Esiste un’ultima categoria alla quale il Prof. Forte fa riferimento, che riguarda coloro i quali si trovano a passare in Italia, non necessariamente perché se ne sono andati in modo volontario dal proprio paese, più o meno clandestinamente, quanto perché nel proprio paese non possono vivere, in quanto le loro idee, il loro credo religioso, il modo di fare relazione non sono tollerate e la loro espressione potrebbe condurre alla soppressione fisica. Costoro vengono abitualmente chiamati rifugiati, persone che non hanno perso la propria cittadinanza, ma che soffrono una condizione particolarmente dolorosa e difficile da sopportare, in quanto implica un allontanamento forzato dalla propria casa, dai luoghi degli affetti, dei ricordi, ecc.

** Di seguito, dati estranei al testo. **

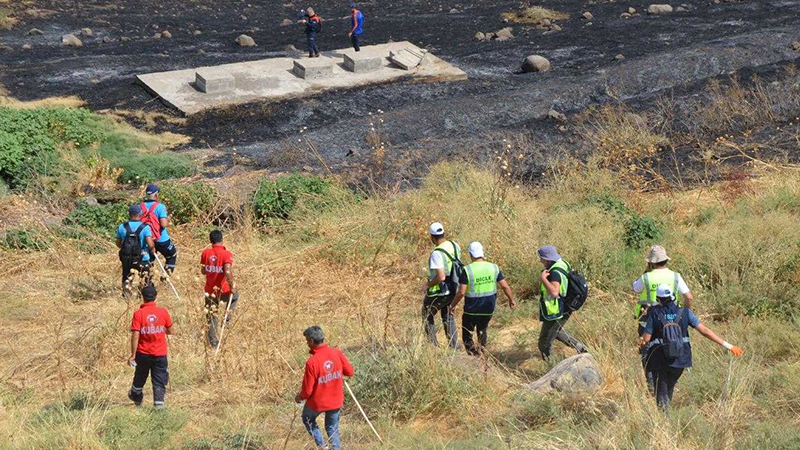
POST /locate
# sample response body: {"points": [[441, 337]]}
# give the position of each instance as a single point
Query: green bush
{"points": [[187, 203]]}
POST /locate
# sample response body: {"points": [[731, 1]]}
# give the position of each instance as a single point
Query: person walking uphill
{"points": [[656, 273], [552, 311], [479, 287], [149, 329], [313, 26], [357, 26], [444, 271], [323, 388], [666, 336]]}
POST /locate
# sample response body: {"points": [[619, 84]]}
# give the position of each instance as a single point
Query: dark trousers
{"points": [[433, 305], [665, 385], [156, 366], [312, 45], [480, 324], [554, 329]]}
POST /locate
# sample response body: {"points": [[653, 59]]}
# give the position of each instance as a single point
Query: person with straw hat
{"points": [[656, 273]]}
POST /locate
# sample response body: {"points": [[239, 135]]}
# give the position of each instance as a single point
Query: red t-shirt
{"points": [[213, 259], [322, 383], [151, 322]]}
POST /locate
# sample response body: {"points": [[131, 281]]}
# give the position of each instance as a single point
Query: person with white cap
{"points": [[444, 270], [552, 312], [479, 287], [666, 341], [656, 274]]}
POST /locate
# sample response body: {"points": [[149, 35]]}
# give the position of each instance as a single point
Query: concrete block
{"points": [[212, 82], [359, 63], [313, 68]]}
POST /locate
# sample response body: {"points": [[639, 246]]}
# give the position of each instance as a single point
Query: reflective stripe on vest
{"points": [[481, 279]]}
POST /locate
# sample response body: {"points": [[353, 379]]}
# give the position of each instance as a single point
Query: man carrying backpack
{"points": [[135, 242], [444, 269], [553, 313], [656, 273], [666, 340], [479, 286], [154, 214]]}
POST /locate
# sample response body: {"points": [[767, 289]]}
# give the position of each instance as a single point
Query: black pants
{"points": [[156, 366], [554, 329], [433, 305], [665, 385], [469, 323]]}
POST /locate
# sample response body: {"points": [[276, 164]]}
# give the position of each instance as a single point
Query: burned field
{"points": [[617, 55]]}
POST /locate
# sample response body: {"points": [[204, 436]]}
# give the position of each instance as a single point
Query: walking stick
{"points": [[224, 320], [362, 411]]}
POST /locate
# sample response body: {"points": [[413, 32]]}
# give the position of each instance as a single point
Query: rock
{"points": [[70, 40], [535, 63], [245, 41], [659, 9], [553, 114], [576, 374]]}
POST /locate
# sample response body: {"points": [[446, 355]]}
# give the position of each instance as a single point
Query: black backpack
{"points": [[131, 251], [672, 336], [577, 289]]}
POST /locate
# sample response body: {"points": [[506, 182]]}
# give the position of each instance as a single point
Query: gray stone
{"points": [[214, 81], [535, 63], [359, 63], [313, 68], [245, 41], [70, 40], [574, 375]]}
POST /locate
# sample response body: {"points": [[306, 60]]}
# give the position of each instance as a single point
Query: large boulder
{"points": [[574, 375], [535, 63]]}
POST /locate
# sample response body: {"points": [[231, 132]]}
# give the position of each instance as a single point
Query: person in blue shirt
{"points": [[155, 215], [668, 369], [134, 240], [357, 26]]}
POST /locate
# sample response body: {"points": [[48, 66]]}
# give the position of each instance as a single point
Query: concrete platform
{"points": [[275, 78]]}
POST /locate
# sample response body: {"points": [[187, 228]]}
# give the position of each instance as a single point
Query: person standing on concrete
{"points": [[323, 388], [149, 329], [552, 312], [357, 26], [313, 26], [656, 274], [667, 334], [154, 214], [479, 287], [216, 263], [444, 269]]}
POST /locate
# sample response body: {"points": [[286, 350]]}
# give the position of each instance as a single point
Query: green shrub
{"points": [[187, 203]]}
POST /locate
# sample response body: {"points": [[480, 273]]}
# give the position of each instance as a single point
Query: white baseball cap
{"points": [[476, 250]]}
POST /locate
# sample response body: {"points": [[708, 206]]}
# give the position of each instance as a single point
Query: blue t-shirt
{"points": [[135, 224], [161, 213]]}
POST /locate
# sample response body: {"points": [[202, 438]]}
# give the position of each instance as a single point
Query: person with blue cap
{"points": [[135, 242], [666, 342], [552, 312], [154, 215]]}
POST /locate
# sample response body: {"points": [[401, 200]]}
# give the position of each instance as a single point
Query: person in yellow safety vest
{"points": [[479, 286], [443, 274], [655, 275], [552, 312]]}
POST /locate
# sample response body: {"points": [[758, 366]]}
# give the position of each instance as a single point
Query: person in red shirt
{"points": [[216, 263], [322, 387], [149, 329]]}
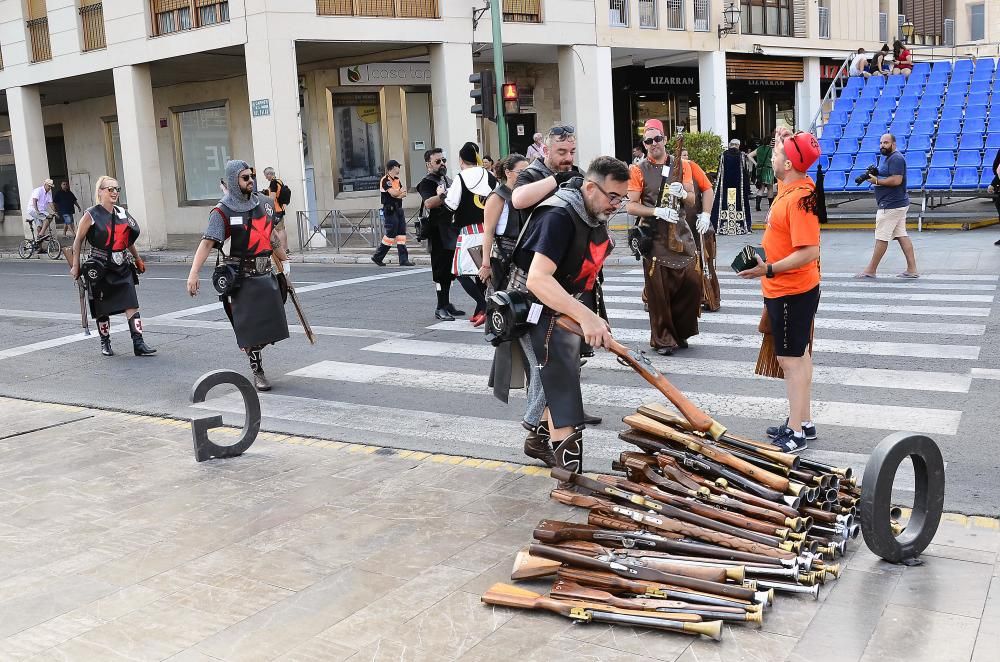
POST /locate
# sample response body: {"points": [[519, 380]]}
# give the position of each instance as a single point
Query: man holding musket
{"points": [[251, 294], [562, 251]]}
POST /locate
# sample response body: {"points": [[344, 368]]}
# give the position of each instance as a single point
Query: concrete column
{"points": [[140, 157], [807, 94], [27, 132], [585, 99], [713, 104], [454, 123], [273, 82]]}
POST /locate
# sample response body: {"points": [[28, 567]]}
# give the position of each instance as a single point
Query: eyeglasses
{"points": [[564, 132], [613, 198]]}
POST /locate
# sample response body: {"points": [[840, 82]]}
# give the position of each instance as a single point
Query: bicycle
{"points": [[29, 247]]}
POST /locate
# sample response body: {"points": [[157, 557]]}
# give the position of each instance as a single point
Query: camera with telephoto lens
{"points": [[869, 171]]}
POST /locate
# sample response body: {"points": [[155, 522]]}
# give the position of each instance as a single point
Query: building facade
{"points": [[160, 93]]}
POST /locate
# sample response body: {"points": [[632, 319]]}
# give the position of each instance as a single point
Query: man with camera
{"points": [[889, 180], [562, 251]]}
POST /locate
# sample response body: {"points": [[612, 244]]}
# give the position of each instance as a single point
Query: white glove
{"points": [[704, 223], [677, 190]]}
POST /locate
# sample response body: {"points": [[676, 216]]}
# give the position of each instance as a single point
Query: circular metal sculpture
{"points": [[876, 497], [204, 448]]}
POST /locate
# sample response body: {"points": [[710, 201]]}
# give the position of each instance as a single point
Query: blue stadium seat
{"points": [[837, 117], [946, 141], [966, 178], [952, 114], [920, 143], [975, 125], [975, 111], [914, 179], [986, 178], [971, 141], [833, 131], [841, 161], [835, 180], [949, 126], [938, 179], [969, 157], [943, 159]]}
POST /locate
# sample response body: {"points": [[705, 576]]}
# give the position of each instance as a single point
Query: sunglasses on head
{"points": [[564, 132]]}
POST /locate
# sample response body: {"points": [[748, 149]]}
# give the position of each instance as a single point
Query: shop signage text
{"points": [[387, 73]]}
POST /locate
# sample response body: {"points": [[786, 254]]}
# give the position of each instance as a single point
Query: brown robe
{"points": [[673, 283]]}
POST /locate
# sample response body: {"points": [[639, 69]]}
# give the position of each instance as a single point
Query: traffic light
{"points": [[485, 96], [511, 101]]}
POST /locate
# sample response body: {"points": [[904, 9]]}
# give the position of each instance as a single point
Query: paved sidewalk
{"points": [[116, 545]]}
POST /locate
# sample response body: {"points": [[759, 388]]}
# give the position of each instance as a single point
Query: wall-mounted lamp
{"points": [[730, 20]]}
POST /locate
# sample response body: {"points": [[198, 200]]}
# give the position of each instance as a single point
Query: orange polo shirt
{"points": [[789, 227]]}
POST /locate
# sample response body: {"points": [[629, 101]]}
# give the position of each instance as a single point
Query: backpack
{"points": [[284, 193]]}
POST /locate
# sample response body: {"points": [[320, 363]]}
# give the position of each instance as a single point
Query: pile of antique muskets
{"points": [[696, 529]]}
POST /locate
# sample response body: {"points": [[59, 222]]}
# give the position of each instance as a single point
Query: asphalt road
{"points": [[891, 355]]}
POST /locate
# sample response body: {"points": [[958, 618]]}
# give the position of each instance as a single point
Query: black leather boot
{"points": [[537, 444], [104, 331], [139, 346], [569, 454]]}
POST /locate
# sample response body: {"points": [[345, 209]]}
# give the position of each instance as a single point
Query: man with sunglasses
{"points": [[558, 260], [673, 289], [256, 305], [436, 228]]}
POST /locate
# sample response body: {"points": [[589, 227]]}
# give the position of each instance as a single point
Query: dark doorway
{"points": [[520, 129]]}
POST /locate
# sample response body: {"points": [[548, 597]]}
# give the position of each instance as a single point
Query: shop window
{"points": [[766, 17], [357, 126], [977, 22], [201, 146]]}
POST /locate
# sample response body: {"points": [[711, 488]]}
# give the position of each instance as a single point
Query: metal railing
{"points": [[702, 15], [675, 14], [522, 11], [647, 13], [824, 22], [618, 13], [92, 21], [386, 8], [38, 35]]}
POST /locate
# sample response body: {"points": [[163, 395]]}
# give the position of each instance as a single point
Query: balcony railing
{"points": [[177, 15], [522, 11], [38, 33], [92, 20], [384, 8], [618, 13], [702, 15], [647, 13]]}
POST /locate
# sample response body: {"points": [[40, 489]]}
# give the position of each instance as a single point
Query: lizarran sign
{"points": [[387, 73]]}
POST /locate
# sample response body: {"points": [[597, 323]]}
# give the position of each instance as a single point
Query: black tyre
{"points": [[928, 497], [26, 249]]}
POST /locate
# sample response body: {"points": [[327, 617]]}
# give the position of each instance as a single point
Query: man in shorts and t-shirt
{"points": [[893, 202], [790, 282]]}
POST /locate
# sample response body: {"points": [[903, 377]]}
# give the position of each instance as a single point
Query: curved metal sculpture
{"points": [[876, 497], [204, 448]]}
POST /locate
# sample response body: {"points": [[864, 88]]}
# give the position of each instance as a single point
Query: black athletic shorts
{"points": [[791, 321]]}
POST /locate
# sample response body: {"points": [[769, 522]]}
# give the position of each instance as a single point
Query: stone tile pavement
{"points": [[116, 545]]}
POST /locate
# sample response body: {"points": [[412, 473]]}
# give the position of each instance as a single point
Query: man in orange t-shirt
{"points": [[791, 280]]}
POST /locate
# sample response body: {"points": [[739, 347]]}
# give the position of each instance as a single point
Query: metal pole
{"points": [[496, 9]]}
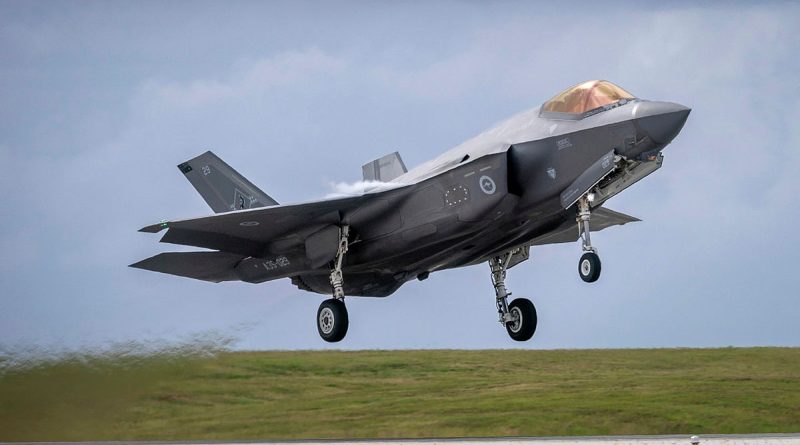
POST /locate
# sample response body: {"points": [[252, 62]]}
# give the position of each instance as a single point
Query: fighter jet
{"points": [[540, 177]]}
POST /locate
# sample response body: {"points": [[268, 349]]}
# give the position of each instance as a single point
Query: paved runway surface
{"points": [[718, 439]]}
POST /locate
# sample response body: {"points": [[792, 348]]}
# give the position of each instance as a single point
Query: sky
{"points": [[99, 101]]}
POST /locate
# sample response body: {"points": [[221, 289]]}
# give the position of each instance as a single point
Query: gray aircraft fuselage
{"points": [[452, 219]]}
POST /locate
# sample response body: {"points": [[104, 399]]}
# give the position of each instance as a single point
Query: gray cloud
{"points": [[298, 96]]}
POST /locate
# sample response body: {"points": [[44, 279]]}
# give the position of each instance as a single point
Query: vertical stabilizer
{"points": [[384, 169], [222, 187]]}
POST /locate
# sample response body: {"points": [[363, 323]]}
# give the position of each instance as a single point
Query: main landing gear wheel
{"points": [[589, 267], [523, 324], [332, 320]]}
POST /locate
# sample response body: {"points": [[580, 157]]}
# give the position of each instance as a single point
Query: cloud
{"points": [[281, 70], [344, 189]]}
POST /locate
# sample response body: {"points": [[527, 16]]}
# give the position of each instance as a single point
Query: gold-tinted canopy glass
{"points": [[586, 96]]}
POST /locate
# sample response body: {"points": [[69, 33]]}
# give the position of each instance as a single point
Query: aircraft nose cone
{"points": [[662, 121]]}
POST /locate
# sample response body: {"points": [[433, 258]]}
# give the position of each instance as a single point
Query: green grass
{"points": [[386, 394]]}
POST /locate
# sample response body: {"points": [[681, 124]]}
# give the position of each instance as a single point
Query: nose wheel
{"points": [[332, 320], [589, 265]]}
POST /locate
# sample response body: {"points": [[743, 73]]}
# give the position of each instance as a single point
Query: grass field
{"points": [[385, 394]]}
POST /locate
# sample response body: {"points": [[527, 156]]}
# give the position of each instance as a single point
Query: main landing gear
{"points": [[332, 319], [519, 317], [589, 264]]}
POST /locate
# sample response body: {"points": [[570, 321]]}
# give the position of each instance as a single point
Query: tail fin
{"points": [[222, 187]]}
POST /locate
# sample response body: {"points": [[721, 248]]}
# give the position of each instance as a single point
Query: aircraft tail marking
{"points": [[222, 187]]}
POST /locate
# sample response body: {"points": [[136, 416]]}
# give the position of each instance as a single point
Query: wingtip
{"points": [[155, 228]]}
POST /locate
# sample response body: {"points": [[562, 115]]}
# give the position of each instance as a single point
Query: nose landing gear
{"points": [[589, 265], [519, 317], [332, 318]]}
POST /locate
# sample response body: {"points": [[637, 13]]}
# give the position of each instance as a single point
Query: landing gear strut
{"points": [[332, 319], [519, 317], [589, 264]]}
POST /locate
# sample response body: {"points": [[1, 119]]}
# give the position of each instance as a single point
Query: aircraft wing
{"points": [[252, 232], [568, 232], [207, 266]]}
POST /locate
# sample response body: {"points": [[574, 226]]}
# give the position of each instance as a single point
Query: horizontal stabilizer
{"points": [[602, 218], [206, 266], [384, 169], [222, 187]]}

Nel nostro paese, il dibattito pubblico registra grandi dissensi intorno al tema del trattamento degli immigrati. Nessuna decisione politica, di nessun Governo, di nessuna maggioranza, qualunque sia il colore politico, può essere contrastante con i principi formalizzati nella Carta Costituzionale. Se questo accade, vi sono nel nostro sistema dei rimedi che permettono alla Corte Costituzionale di intervenire e di reprimere gli eventuali eccessi, che dovessero contrastare i limiti sanciti dalla Costituzione.
Parlando dei diritti dei non-cittadini, il Prof. Forte farà riferimento più che alla disciplina concretamente esistente e al dibattito politico in argomento, ai limiti costituzionali.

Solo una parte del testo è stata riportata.